When the ground shook off Iwate prefecture at 9pm on Wednesday, the magnitude 6.0 jolt – the latest in a series of sizeable tremors – barely registered in a country still mopping up after two powerful typhoons and bracing for a fresh bout of torrential rain and landslides.

Natural disasters have long been a fact of life in Japan, where schoolchildren rehearse earthquake evacuations the way other nations hold fire drills.

Every September 1, in a ritual as much of collective memory as civil defence, communities nationwide mark the anniversary of the 1923 Great Kanto Earthquake with evacuation exercises, mock rescues and firefighting drills.

Schoolchildren wear padded hoods to protect them from falling debris during an earthquake simulation drill at a primary school in Tokyo in 2018. Photo: Reuters
Schoolchildren wear padded hoods to protect them from falling debris during an earthquake simulation drill at a primary school in Tokyo in 2018. Photo: Reuters

But Japan itself has changed beyond recognition since those drills were designed and experts warn the nation’s contingency plans have failed to keep pace.

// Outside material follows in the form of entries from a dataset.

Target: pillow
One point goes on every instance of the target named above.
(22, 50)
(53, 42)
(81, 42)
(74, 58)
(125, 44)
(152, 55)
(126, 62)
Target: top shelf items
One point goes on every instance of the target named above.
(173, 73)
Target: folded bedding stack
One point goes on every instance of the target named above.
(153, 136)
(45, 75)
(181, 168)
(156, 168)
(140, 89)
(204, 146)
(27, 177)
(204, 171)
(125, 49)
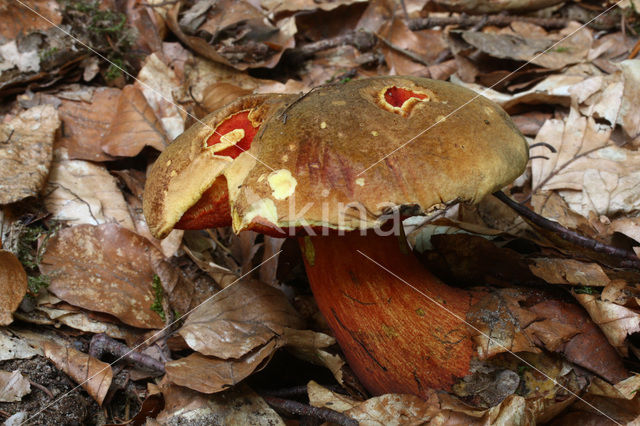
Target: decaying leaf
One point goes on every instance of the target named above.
(93, 375)
(13, 285)
(134, 126)
(13, 386)
(26, 144)
(616, 322)
(211, 375)
(86, 115)
(236, 406)
(239, 319)
(436, 409)
(103, 268)
(569, 271)
(82, 192)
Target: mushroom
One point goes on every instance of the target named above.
(320, 164)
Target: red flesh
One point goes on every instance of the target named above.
(239, 120)
(395, 339)
(397, 96)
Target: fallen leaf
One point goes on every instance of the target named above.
(13, 285)
(616, 322)
(82, 192)
(93, 375)
(239, 319)
(86, 115)
(236, 406)
(104, 268)
(26, 144)
(13, 386)
(211, 375)
(569, 271)
(161, 88)
(134, 126)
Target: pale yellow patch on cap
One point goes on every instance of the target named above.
(282, 183)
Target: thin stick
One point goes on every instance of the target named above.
(628, 258)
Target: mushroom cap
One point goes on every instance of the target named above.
(326, 155)
(315, 160)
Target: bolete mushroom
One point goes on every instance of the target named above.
(303, 169)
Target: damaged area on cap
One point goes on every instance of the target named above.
(401, 100)
(184, 180)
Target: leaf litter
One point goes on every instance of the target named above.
(77, 144)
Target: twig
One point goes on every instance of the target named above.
(629, 259)
(297, 408)
(471, 21)
(101, 344)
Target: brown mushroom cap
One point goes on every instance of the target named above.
(306, 162)
(333, 134)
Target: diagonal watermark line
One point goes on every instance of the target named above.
(459, 318)
(490, 87)
(142, 83)
(152, 337)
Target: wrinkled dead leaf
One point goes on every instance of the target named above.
(103, 268)
(239, 319)
(210, 375)
(13, 285)
(134, 126)
(26, 144)
(237, 406)
(82, 192)
(436, 408)
(86, 115)
(93, 375)
(569, 271)
(616, 322)
(162, 89)
(13, 386)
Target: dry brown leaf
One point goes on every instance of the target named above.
(239, 319)
(436, 409)
(82, 192)
(26, 144)
(134, 126)
(616, 322)
(13, 285)
(86, 115)
(162, 90)
(103, 268)
(17, 19)
(237, 406)
(569, 271)
(210, 375)
(13, 386)
(93, 375)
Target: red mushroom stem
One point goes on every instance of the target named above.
(395, 339)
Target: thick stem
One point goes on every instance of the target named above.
(395, 339)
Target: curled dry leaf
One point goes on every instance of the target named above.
(134, 126)
(519, 320)
(569, 271)
(239, 319)
(211, 375)
(13, 386)
(26, 144)
(237, 406)
(103, 268)
(13, 285)
(435, 409)
(93, 375)
(82, 192)
(161, 88)
(616, 322)
(86, 116)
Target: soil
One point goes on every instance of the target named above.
(76, 408)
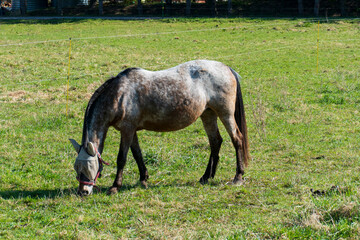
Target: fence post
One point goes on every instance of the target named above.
(101, 9)
(317, 55)
(68, 80)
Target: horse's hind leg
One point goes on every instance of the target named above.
(236, 138)
(209, 119)
(126, 141)
(136, 151)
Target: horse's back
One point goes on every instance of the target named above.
(172, 99)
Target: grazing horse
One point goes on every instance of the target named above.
(162, 101)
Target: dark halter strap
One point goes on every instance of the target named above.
(98, 175)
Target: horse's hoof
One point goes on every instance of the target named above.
(203, 181)
(237, 181)
(144, 184)
(112, 191)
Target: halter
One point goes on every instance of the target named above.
(98, 175)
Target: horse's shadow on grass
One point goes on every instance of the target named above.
(59, 193)
(37, 194)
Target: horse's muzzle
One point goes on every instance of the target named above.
(85, 190)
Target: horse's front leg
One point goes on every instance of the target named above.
(126, 141)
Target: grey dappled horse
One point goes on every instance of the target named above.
(162, 101)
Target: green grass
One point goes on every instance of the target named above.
(304, 131)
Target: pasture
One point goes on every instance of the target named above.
(301, 89)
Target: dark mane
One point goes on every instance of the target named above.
(93, 99)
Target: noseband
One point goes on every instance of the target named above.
(84, 180)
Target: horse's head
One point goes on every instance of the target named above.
(88, 166)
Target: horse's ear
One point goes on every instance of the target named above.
(75, 145)
(91, 149)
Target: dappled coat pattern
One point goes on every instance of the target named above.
(166, 100)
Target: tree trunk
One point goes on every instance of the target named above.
(316, 8)
(301, 7)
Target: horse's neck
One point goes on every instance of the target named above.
(96, 133)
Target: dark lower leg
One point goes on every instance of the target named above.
(136, 151)
(126, 140)
(209, 120)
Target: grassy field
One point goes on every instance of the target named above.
(303, 113)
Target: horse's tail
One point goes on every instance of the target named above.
(240, 118)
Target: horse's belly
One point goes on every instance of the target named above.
(164, 121)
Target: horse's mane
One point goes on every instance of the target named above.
(94, 97)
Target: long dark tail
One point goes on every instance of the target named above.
(240, 119)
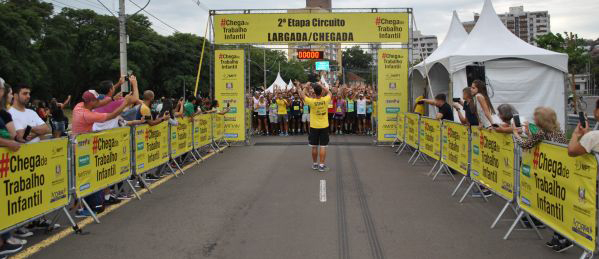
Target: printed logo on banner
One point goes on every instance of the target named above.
(84, 160)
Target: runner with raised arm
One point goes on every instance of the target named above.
(319, 124)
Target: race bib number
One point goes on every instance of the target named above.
(262, 111)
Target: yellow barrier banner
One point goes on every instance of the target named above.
(561, 191)
(201, 132)
(493, 161)
(181, 137)
(316, 27)
(35, 180)
(401, 131)
(412, 129)
(430, 137)
(455, 146)
(151, 146)
(229, 89)
(392, 91)
(219, 126)
(102, 159)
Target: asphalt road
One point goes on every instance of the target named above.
(263, 201)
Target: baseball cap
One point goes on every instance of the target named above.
(90, 95)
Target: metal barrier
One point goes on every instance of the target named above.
(42, 177)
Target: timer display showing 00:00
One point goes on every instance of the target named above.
(310, 54)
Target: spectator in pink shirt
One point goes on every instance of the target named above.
(84, 117)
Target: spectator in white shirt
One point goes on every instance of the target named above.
(583, 139)
(23, 117)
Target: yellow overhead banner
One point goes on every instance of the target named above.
(493, 161)
(430, 137)
(102, 159)
(35, 181)
(229, 91)
(561, 191)
(401, 132)
(455, 146)
(311, 28)
(412, 129)
(151, 146)
(392, 91)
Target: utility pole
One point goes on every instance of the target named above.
(264, 67)
(123, 43)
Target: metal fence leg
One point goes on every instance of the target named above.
(75, 226)
(534, 226)
(467, 191)
(458, 186)
(145, 183)
(438, 171)
(507, 204)
(509, 232)
(433, 169)
(90, 210)
(133, 188)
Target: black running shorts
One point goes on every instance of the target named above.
(319, 137)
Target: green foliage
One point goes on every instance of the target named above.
(71, 51)
(578, 58)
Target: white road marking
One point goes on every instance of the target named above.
(323, 191)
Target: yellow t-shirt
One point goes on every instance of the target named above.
(145, 112)
(319, 118)
(419, 107)
(282, 104)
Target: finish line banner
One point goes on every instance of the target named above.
(35, 181)
(561, 191)
(101, 159)
(311, 28)
(229, 90)
(392, 91)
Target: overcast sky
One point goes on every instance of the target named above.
(432, 16)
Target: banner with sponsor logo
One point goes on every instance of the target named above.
(392, 91)
(412, 129)
(101, 159)
(201, 130)
(493, 161)
(561, 191)
(181, 138)
(230, 90)
(318, 27)
(455, 146)
(151, 146)
(430, 137)
(35, 181)
(401, 131)
(219, 126)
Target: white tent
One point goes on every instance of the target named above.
(516, 72)
(438, 74)
(279, 83)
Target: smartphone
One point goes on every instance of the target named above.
(582, 119)
(517, 121)
(27, 132)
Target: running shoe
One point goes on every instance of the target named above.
(82, 213)
(23, 232)
(7, 249)
(16, 241)
(477, 194)
(562, 245)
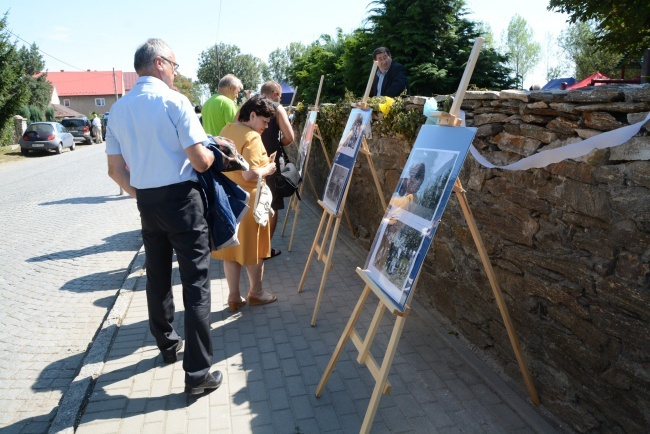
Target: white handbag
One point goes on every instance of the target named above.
(262, 208)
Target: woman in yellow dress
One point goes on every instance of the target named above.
(255, 240)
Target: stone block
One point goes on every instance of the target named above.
(584, 133)
(639, 173)
(624, 107)
(596, 95)
(563, 126)
(548, 95)
(483, 119)
(563, 107)
(637, 93)
(637, 148)
(482, 95)
(520, 95)
(631, 203)
(518, 144)
(536, 119)
(487, 130)
(538, 133)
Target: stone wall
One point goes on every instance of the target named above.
(570, 244)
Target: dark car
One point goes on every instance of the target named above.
(104, 125)
(80, 128)
(46, 135)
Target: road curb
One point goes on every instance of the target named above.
(74, 399)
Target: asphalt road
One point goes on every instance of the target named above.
(66, 242)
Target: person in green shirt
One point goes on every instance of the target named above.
(220, 109)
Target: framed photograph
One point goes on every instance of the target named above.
(345, 157)
(335, 186)
(305, 140)
(354, 131)
(415, 209)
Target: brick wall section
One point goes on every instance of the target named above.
(569, 243)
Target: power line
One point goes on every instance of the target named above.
(55, 58)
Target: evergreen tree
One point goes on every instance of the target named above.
(522, 51)
(13, 90)
(621, 26)
(433, 40)
(40, 90)
(579, 41)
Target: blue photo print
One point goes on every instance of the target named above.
(346, 155)
(415, 209)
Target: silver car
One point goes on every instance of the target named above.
(46, 135)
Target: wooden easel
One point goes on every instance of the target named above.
(318, 246)
(294, 203)
(380, 374)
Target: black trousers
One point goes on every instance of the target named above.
(172, 220)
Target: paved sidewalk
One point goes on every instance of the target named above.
(272, 361)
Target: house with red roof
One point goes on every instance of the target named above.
(89, 91)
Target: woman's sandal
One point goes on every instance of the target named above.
(266, 298)
(234, 306)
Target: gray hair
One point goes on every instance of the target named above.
(230, 80)
(147, 53)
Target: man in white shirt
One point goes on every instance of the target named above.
(155, 131)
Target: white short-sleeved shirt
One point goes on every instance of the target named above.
(150, 127)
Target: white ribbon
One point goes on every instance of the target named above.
(609, 139)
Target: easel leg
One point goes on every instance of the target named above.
(286, 216)
(311, 252)
(514, 340)
(293, 226)
(342, 341)
(328, 267)
(383, 374)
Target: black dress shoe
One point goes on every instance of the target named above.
(213, 381)
(173, 356)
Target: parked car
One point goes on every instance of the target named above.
(46, 135)
(80, 128)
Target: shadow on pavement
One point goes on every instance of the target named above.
(89, 200)
(115, 243)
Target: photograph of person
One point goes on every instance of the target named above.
(335, 187)
(394, 255)
(305, 140)
(423, 181)
(354, 131)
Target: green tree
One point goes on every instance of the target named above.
(189, 88)
(553, 58)
(40, 90)
(522, 51)
(579, 41)
(222, 59)
(13, 90)
(433, 40)
(281, 60)
(323, 57)
(621, 26)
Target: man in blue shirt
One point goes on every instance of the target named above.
(155, 132)
(391, 79)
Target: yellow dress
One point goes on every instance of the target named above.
(254, 240)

Millions of foreign residents now call Japan home, while a record wave of tourism means millions more are simply passing through – many with no grasp of the language, the warning systems or what to do when the earth moves.

Akiyoshi Kikuchi, an associate professor of disaster sociology at Meisei University, said Japan had made good progress in providing information and support to foreign residents over the past couple of decades, but tourists were another matter.

“The response to foreign tourists, whose numbers have surged in recent years, cannot yet be described as adequate and many challenges remain,” he said.